- Justyna (protagonist) believes that visiting her best friend, Chris, in the USA can bring back her mojo in painting. This is the first time they met, a little further down their conversation (they’re speaking in Polish after agreeing they’ll switch to English from the very next day). Sorry, for breaking the 200-words rule with the first example.
Chris tugged at my ponytail. “And why would you swear at me? I didn’t do anything.”
“That’s the point. Where is your easel? Where are all your painting supplies?”
“Question for question. How many pictures have you painted last year, huh? Ten, one, or zero?”
Cocky bastard. Like I was going to admit I was a total lemon. I meant, I would tell him everything… eventually. Right now it was all about Chris. “I asked you first. What’s more, my paintings don’t matter, they won’t change the world. Yours could. So, where is your studio?” I smiled. I secretly hoped, he’d grab my hand and take me for a ride to a fancy atelier in some artsy part of town. Maybe I could soak in some inspiration into my dried-out creativity.
My smile died when he clumped his mouth, walked toward the door, and reached down for the bags. For a moment, I was afraid, he’d leave. He put the bags on the countertop and turned to face me. His jaw muscles twitched, even though his lips were firmly pressed into a line. Now I wished I hadn’t asked him at all. I didn’t want to upset him. What was I thinking? Nice greeting after four years separation.
“Hey, I’m sorry—”
His palm shot up to stop me. “There is no studio, my friend. Where else would you suggest I should paint? Here in this dump or in the truck when I’m driving?

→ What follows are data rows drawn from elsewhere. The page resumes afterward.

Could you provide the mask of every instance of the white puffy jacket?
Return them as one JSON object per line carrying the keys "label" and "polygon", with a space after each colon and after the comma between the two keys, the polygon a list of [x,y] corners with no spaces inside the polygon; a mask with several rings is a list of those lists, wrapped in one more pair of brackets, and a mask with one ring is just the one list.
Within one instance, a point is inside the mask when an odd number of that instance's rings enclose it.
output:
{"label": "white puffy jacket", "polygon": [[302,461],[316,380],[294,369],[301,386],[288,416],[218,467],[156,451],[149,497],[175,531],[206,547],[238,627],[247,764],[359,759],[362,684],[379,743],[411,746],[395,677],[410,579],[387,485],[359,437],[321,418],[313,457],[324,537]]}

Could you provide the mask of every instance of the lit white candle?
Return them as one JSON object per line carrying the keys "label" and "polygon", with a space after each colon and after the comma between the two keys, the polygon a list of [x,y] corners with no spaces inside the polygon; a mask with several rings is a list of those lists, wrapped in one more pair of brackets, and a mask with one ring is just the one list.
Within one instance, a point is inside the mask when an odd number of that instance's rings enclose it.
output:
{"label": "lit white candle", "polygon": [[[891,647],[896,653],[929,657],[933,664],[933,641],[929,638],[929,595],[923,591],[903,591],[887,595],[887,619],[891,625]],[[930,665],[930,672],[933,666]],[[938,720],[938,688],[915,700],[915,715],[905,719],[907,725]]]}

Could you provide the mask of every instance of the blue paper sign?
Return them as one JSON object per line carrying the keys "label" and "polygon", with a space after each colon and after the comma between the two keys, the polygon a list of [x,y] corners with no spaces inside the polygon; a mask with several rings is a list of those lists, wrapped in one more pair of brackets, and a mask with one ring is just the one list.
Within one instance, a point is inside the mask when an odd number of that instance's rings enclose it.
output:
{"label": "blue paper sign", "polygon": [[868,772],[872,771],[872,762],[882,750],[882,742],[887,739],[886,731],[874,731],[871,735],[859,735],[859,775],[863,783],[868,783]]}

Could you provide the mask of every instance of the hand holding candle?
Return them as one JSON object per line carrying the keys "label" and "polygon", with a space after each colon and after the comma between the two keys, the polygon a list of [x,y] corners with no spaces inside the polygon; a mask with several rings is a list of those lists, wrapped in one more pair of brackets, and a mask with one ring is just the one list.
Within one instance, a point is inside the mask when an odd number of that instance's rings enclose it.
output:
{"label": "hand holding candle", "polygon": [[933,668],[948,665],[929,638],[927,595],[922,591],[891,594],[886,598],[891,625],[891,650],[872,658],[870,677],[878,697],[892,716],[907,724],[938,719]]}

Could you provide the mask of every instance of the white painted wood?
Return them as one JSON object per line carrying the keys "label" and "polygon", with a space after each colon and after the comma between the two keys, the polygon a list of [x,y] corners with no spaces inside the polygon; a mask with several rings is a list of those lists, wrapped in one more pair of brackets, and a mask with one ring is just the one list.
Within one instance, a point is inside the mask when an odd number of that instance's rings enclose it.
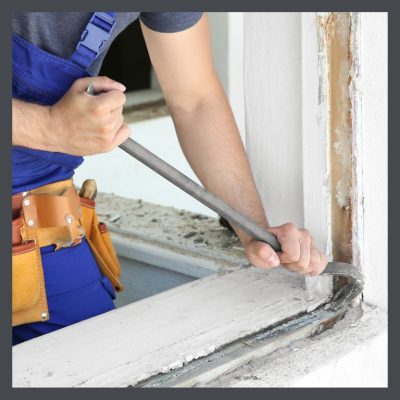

I don’t have space nor time for any pipe dream. I have to support myself. Unlike you, I don’t have two amazing parents who would give me the shirt off their back, so I can idle away.”
“That’s unfair. You don’t need to rub my nose into—”
“Justynka, I’m not rubbing your snub nose in anything. I simply don’t like when you get high and mighty about my painting while you didn’t do shit.”
“But you’re brilliant! You can’t waste your talent. You just can’t. Compared to you, I’m merely a crafter. Who cares if I never paint another kitsch?”
“Your parents care. I do, too. Besides, it’s not kitsch. People like your landscapes.”
I raised my hands in exasperation. It was a never-ending argument between us. He, of course, was wrong. “People buy my landscapes because they need to hang some decoration over their sofas. They have no idea about the fine art, you moron!”
“You are a moron for selling yourself short.”
“No, you’re a moron for throwing your talent into the toilet!”
“Oh yeah? Funny that you mentioned it. We will see if you’re still such a wiseass after the only brush you hold is the one for cleaning a toilet. And it’s fuck you.”
He said the last sentence in English.
The sudden change threw me off. “What?”
“I’m just teaching you how to swear in English.”
“Perfect. Fuck you, too!”
- For the last five days, Jay (the hero) hadn’t contacted Justyna. She was afraid, it was her very poor attempt of a first kiss. When he came to see her after work, he admitted he thought she betrayed him and sold his story to a tabloid, a story that had been all over the news for those days and really smeared his name. She couldn’t believe he thought that about her and asked what’d her motive be.
“I thought, maybe you did it for the money,” he murmured. “To pay someone for the green card. I’m sorry, Justyna. I was wrong. I’m going to make it up—”
“No. You’re not entirely wrong. That’s truth, I want to break the law and pay a man for the opportunity to stay in America. I’ll also have to convince that man to break the law with me. That’s my crime, I admit it. But I’m working three fucking jobs to save the money to pay their fucking fees, and I’m not betraying any friend for that! Scratch the friend. I’m not even betraying that asshole who did betray me.”
- Justyna broke her promise to her Chris (best friend). He told her to pack her bags and move out while he was out of town. She didn’t tell Jay (hero) about her fight with Chris and why she was upset and quiet every time Jay visited her in the morning. He didn’t ask until he saw her bags standing by the door.
“Are you going back home?” He stared at my luggage.
His question startled me, almost disappointed he took the liberty of breaking the silence. I followed his gaze. Its intensity was pointless. Earlier this morning, I already tried to outstare the bags and their symbol of the finality.
I took a couple sips of my coffee before answering. “I screwed up.”